Haskins Is Snubbed For Induction

From Wire Reports

Once again the Basketball Hall of Fame selection committee has passed over Texas-El Paso coach Don Haskins. And his friends in the coaching business are irate.

“Don’s problem is he doesn’t have any Armani,” Utah Coach Rick Majerus said. “He has a salsa spot where there should be a polo pony. He wears a clip-on tie. But anyone who’s ever played for him or has ever been around him knows what Don Haskins has meant to this sport. His teams have become the standard by which a lot of guys, including myself, have judged their own teams.”
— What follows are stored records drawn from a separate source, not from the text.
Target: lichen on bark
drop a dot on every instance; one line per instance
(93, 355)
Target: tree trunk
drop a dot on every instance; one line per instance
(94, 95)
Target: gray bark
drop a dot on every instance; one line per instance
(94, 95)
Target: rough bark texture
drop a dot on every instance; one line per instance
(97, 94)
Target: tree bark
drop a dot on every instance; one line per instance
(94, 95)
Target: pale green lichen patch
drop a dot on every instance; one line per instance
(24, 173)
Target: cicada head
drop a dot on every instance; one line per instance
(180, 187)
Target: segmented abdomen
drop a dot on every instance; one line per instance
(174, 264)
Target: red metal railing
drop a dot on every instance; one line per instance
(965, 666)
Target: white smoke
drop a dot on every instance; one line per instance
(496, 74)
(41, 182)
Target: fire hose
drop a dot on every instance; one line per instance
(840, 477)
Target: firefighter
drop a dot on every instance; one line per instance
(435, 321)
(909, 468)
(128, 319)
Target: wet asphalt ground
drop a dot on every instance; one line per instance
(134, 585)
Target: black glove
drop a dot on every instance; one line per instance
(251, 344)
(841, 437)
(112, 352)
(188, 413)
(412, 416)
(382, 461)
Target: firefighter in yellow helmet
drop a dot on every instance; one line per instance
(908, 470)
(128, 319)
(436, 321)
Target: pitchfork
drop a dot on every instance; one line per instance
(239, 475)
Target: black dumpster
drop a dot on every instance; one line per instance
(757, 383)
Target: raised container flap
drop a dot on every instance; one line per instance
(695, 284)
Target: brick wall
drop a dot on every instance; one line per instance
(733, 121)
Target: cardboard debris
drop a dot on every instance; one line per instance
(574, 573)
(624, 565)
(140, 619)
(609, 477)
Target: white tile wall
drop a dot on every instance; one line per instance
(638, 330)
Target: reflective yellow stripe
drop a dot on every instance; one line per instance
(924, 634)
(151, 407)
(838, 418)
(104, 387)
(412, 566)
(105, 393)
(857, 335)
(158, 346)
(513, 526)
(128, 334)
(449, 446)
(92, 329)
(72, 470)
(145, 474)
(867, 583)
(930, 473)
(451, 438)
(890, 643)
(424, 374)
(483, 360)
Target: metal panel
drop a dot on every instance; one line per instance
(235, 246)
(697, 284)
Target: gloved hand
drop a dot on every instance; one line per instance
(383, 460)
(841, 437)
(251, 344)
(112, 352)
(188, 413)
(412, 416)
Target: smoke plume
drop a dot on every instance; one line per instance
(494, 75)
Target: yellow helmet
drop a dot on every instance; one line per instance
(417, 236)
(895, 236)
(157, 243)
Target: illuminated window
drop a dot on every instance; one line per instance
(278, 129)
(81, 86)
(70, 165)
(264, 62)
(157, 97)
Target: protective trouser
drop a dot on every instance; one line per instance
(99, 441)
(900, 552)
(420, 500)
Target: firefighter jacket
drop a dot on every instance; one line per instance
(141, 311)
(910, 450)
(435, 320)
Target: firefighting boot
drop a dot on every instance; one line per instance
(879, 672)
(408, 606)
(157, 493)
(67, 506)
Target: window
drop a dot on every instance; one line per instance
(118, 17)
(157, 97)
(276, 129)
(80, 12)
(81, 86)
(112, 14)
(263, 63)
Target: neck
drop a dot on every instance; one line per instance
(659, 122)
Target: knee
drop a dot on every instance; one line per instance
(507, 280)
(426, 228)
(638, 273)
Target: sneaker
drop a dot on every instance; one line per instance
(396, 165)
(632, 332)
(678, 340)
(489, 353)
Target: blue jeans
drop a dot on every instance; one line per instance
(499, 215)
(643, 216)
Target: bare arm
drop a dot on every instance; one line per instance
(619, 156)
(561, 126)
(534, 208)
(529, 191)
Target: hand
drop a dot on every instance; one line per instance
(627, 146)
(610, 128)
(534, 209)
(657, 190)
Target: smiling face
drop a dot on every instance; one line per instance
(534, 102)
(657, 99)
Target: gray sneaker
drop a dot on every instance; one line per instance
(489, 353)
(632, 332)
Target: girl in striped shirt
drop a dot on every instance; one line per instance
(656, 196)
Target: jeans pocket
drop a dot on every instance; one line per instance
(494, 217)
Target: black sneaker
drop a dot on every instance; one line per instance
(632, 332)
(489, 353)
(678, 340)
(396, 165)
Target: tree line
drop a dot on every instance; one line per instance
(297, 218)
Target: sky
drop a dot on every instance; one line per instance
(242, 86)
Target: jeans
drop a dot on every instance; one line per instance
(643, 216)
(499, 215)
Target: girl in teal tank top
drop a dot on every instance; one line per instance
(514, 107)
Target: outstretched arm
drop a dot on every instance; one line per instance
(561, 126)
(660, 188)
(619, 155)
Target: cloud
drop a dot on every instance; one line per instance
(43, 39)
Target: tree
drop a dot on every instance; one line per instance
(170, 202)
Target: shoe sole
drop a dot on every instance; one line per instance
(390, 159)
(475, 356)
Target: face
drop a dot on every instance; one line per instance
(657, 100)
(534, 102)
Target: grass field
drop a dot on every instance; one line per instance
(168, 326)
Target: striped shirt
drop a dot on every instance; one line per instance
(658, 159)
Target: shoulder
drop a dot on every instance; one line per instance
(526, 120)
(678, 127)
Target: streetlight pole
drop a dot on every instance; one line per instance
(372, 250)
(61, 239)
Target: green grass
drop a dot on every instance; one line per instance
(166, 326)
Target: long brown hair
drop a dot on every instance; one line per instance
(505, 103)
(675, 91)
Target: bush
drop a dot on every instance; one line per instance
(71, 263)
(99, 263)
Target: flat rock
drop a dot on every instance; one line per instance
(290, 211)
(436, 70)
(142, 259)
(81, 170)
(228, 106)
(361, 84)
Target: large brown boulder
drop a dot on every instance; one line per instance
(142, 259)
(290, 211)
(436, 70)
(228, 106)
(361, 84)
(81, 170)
Haskins is eighth on the all-time victory list with 670. But he may have changed the face of college basketball when he became the first coach to win an NCAA championship with five black starters. His Texas Western team beat Adolph Rupp’s all-white Kentucky team for the title in 1966.

“He had courage enough to put the people on the floor that he thought were the best people,” Georgetown Coach John Thompson said. “I think that had a great effect on a lot of thinking in the game.”

Haskins, 65, is recovering from heart bypass surgery in El Paso and will miss the rest of the season. He didn’t make a fuss, but it’s clear he is tired of the process.

“I do not want to sound bitter, which I am certainly not,” he said. “But please do not nominate me for the Hall of Fame again.”